Northern Nevada is once again entering into a new economic phase, with all of the excitement, opportunities and challenges that the area experienced during the discovery of the Comstock Lode. Only this time, we have historical lessons learned to draw from, and the big picture offers a compelling perspective FDR would have appreciated.
In 2011, Dr. Robert Lang, a director of Brookings Institute West and a Professor at UNLV, and Dr. Arthur Nelson, a Professor at the University of Utah, published Megapolitan America. This ground-breaking book, based on many years of research, accurately identifies the 10 economic areas of the U.S, and describes how they function. Their research data supports predictions for growth in these megapolitan areas. Our region is part of the Sierra Pacific Megapolitan Area, which include California’s Central Valley and the San Francisco Bay Area. Lang and Nelson connect the dots, making the convincing case Northern Nevada has direct and impactful economic links to Northern California that cannot be ignored.
With this established, one can look at the predictions that were made by the authors in 2011 and quickly see them unfolding in 2016. Lang and Nelson project by 2040, the population of the Sierra Pacific area will increase by about 4 million people, who will require 1.9 million new housing units; 2.8 million new jobs will be added by current businesses, along with more than 5 billion square feet of new commercial and industrial workspace.

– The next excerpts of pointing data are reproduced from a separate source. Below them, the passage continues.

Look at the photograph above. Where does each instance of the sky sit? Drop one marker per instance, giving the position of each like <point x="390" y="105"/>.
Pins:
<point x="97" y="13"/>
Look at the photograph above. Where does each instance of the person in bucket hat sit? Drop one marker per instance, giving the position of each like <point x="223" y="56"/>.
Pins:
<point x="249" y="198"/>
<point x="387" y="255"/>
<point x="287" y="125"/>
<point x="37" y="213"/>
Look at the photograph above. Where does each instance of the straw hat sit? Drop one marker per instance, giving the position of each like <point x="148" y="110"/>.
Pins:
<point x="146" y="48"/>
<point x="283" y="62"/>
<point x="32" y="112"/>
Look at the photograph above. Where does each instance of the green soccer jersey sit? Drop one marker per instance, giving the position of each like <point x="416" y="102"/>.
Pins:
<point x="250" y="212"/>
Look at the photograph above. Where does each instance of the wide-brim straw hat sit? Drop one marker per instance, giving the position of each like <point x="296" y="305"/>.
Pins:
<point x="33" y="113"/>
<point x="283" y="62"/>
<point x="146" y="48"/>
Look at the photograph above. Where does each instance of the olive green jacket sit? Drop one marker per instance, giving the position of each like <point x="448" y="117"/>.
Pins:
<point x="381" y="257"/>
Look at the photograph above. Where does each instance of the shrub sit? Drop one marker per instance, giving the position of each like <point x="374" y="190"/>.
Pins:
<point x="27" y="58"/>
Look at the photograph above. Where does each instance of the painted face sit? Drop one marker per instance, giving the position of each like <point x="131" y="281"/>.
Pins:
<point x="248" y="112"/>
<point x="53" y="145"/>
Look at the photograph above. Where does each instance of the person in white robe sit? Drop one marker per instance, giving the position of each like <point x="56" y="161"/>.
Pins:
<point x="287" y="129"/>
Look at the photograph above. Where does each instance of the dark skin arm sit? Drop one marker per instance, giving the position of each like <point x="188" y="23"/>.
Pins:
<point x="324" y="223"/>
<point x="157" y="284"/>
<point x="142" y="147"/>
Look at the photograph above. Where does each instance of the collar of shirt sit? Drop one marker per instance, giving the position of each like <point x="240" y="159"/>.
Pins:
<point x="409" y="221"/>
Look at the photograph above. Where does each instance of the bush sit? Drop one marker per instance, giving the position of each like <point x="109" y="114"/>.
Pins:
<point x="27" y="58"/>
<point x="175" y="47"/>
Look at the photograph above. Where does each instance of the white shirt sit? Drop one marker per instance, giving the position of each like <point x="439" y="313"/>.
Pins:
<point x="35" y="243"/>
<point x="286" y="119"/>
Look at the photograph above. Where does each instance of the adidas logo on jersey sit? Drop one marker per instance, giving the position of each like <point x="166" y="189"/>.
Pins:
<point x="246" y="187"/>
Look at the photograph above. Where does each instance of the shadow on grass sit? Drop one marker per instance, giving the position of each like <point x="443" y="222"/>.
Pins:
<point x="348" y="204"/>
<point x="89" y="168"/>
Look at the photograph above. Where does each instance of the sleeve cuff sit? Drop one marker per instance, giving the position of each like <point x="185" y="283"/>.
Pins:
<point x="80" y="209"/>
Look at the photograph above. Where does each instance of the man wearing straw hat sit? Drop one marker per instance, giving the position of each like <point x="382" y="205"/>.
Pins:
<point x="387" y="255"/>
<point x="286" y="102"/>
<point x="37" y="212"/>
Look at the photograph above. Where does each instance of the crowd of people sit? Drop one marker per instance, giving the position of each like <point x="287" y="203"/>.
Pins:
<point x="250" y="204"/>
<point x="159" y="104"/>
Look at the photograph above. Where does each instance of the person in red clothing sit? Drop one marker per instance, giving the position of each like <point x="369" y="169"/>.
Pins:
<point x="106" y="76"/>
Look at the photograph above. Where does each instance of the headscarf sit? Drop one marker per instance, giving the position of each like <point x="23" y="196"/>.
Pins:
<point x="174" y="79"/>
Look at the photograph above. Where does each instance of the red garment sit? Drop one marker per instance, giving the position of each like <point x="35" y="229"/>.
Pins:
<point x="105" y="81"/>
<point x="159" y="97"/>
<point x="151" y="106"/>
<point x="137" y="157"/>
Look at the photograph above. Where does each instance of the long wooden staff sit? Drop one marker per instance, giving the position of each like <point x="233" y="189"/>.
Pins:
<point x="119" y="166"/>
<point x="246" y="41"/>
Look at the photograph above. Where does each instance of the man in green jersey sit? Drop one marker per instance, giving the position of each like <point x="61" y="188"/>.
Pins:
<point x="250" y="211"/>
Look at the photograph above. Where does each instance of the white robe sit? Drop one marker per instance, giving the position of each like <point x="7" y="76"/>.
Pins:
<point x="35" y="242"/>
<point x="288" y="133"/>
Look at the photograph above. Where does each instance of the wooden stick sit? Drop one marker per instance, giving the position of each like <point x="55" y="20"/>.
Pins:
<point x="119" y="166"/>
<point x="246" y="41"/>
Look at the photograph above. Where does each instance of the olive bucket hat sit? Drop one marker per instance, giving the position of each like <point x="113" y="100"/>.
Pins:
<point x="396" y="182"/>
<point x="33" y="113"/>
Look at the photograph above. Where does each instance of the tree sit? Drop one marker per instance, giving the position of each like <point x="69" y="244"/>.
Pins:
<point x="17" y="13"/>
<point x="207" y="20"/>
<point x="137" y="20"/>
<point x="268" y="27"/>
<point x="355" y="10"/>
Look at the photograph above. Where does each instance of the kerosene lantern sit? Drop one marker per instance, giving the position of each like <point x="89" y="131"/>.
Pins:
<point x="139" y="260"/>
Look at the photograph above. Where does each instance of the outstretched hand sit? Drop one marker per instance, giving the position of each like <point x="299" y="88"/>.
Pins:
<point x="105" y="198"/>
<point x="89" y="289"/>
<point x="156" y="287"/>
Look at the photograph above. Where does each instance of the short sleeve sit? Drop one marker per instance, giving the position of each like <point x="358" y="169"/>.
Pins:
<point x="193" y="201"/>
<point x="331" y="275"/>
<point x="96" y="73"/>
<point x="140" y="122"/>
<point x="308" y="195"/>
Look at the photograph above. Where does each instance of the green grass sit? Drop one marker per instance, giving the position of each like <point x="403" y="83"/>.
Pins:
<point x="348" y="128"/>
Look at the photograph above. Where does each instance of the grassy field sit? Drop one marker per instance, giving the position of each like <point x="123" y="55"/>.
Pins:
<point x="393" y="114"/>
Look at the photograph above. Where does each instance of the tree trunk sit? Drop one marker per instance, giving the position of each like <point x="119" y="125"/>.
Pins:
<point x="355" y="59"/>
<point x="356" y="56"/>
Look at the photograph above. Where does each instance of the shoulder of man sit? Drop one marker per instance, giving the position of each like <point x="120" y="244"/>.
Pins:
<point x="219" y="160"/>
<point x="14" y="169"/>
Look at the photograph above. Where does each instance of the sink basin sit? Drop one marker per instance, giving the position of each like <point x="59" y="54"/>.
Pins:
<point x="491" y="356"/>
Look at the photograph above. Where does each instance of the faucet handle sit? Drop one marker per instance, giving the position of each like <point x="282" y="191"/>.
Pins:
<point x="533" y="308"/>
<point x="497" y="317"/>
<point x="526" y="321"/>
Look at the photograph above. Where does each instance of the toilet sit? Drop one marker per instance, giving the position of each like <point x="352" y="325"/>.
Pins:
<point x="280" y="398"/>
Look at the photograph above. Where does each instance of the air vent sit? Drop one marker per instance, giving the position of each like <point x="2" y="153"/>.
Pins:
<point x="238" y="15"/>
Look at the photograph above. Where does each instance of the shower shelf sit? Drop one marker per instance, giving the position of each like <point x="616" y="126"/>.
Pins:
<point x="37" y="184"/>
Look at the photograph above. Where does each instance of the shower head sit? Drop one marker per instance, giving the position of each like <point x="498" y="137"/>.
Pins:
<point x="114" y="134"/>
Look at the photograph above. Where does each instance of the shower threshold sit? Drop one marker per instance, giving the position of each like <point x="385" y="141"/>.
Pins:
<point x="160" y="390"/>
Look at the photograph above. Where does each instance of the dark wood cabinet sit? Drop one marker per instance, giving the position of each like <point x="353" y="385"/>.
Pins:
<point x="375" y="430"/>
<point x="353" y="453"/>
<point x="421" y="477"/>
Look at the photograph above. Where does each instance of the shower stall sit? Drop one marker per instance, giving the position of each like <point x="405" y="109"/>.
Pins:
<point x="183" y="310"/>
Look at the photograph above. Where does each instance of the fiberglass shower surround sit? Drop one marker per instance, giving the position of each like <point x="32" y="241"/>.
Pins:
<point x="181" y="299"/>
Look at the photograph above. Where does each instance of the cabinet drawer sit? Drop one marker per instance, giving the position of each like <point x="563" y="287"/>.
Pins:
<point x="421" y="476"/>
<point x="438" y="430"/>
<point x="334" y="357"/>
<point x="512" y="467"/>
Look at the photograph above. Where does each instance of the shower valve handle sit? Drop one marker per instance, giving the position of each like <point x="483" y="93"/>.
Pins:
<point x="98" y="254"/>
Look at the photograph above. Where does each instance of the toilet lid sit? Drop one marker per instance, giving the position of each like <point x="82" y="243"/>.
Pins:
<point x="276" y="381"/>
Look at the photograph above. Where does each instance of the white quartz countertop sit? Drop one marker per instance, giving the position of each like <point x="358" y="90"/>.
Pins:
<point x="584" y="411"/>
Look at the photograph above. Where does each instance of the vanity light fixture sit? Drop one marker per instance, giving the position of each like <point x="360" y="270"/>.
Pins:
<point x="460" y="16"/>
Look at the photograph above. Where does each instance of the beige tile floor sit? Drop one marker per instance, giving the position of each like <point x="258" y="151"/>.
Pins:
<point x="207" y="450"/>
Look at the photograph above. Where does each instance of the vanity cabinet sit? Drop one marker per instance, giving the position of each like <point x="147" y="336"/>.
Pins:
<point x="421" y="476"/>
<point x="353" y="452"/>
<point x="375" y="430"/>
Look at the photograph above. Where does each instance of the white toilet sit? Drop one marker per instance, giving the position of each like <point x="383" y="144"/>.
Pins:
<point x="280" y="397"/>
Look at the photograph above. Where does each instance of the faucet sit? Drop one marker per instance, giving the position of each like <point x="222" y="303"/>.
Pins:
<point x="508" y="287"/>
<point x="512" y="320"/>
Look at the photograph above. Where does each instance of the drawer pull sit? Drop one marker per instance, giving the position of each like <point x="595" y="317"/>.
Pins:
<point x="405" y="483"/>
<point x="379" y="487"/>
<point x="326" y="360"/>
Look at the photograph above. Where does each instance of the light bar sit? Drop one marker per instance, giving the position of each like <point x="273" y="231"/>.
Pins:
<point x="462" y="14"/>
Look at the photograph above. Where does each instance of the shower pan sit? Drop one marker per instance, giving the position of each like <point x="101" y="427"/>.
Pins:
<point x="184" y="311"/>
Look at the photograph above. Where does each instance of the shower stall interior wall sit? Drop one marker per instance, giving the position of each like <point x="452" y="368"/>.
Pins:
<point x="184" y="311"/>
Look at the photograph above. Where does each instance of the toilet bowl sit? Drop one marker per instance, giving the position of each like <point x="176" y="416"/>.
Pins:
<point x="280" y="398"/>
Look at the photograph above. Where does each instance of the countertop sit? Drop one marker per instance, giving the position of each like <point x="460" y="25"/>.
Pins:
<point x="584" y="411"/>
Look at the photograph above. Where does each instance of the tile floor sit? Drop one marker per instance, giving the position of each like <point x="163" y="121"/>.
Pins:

Interestingly, the projected jobs in our predicted future will be in the “knowledge class.” This is expected to include both “non-location bound” white collar workers and the new breed of skilled and technology-savvy workers required by Next Generation Manufacturers. The economic growth of the Sierra Region will depend on these segments of the workforce.
Economic growth is never-ending and inevitable. It was true in 1940, and it remains true today. Just as we had to “build” our youth then for the “industrial class,” today we need to do the same for knowledge work.
This shift in needed workplace skills is the driving force behind the strong emphasis and laser-like focus Governor Sandoval has placed on education and workforce development. These are not “bumper-sticker” political statements. They’re real issues that have a direct impact on our children and their children. It’s about their future success, as much as our own. Aligning with and supporting the Governor regarding this top priority helps to ensure Nevada’s continued economic health.
Nevada’s K-12 School Districts, in collaboration with the Nevada System of Higher Education, are already working to address these new workforce requirements. I’m proud of our school systems, teachers and administrators who are constantly working to meet the needs of our students. Their hard work is paying off, with the best yet to come.
NNDA’s mission includes working diligently to support education and workforce development. During its monthly breakfast at 7 a.m. on Aug. 24 at the Carson Nugget, NNDA is pleased to host an interactive roundtable of the School District Superintendents from all five counties in the Sierra Region. Join us to hear the Superintendents discuss the exciting academic programs and initiatives being offered by our K-12 system to prepare the next generation of workers for successful careers and to meet the needs of Nevada employers.
A skilled workforce is the product of an education system that’s more than books. It includes integrity and character, with the guidance and participation of families and friends. These are goals of the Sierra Region school systems and catalysts to success for all.